While Dr. Montessori was enough of a realist to understand that the trade off for settled civilization is the renunciation of the simpler joys of natural man, she firmly believed that the study of nature would lead children not only a vital understanding of themselves, but also to a devout love of God.

Socialism and Individualism

We see in Montessori thought an interesting combination of the principles of Socialism and Individualism. In traditional schools, teachers strive to produce homogeneous human beings who are dependent upon the expertise of others. In the Montessori school, the individual child is encouraged to discover and perfect his own expertise. Individualism is celebrated, and Maria Montessori had a very evident and hopeful belief in the brilliance of free-thinking individuals.

Yet, Socialist thought was also on the rise during her formative years, and when the first Children’s Houses were instituted in Italy, they functioned on a Socialist or Communist model. The equal contributions of all members of these beautiful homes for the poor were what enabled the homes to exist. Dedication to the maintenance of communal life and well-being was what, according to Montessori’s work, made possible the environment in which the individual could thrive.

Classism

Many modern readers of The Montessori Method will be somewhat taken aback by references to society that come from a caste-based mentality. During Montessori’s early life, Italy was a constitutional monarchy with extreme divisions between rich and poor. This is one of the reasons why it is so important to view both The Montessori Method and its author within the context of the times. Until recently, it was commonly thought that intelligence and moral refinement were the special properties of the wealthy, and that the poor were somehow lesser beings.

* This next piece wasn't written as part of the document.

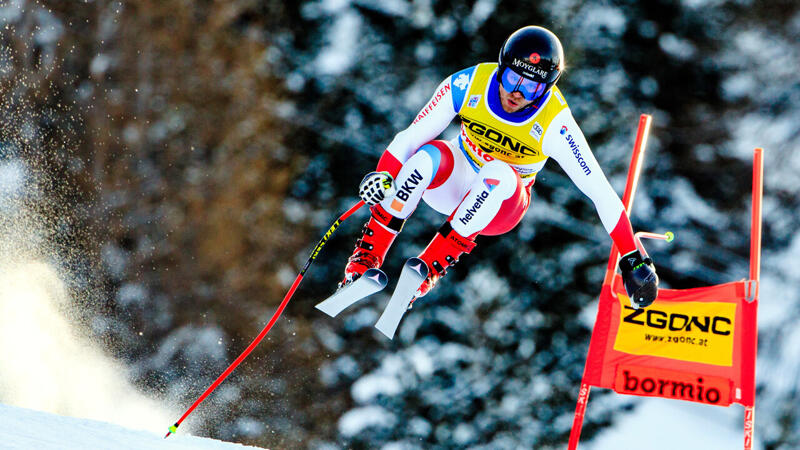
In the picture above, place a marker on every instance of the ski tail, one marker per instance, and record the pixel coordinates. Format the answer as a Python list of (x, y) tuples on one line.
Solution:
[(414, 273), (372, 281)]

When reading The Montessori Method, you will encounter references that clearly play into this idea, and it is necessary to view them from a historical perspective. It is important to add that poor Italian men were not allowed to vote until 1913, and Italian women didn’t receive the right to vote until the 1940’s. In contrast to this, Dr. Montessori was a lifelong proponent of human rights.

Love of Peace

The Montessori Method was published in the year that Italy engaged in the Italo-Turkish War, a precursor to World War I. Soon afterward, Italy fell under the evil of Fascism, and Dr. Montessori was exiled by Benito Mussolini for refusing to train children to be soldiers. The first and second World Wars devastated Europe with their airplane combat and bombings. The atrocious violence can only have strengthened Maria Montessori’s urgent need to instill children with the ability to be peaceful within themselves and non-violent towards others.

Modern surveys continue to show that the Montessori methodology of courtesy and respect for others, grounded in a strong sense of self-respect, produces children with a heightened concept of social responsibility. In the words of Dr. Montessori, ‘establishing lasting peace is the work of education’.

The first chapter of The Montessori Method presents us with a wealth of concepts and ideals, and being able to identify and reflect on these prepares the reader for the subsequent chapters which show Montessori thought in action. I’ll continue this series after the first of the year with a post that will cover chapters 2-5 of this amazing and revolutionary book.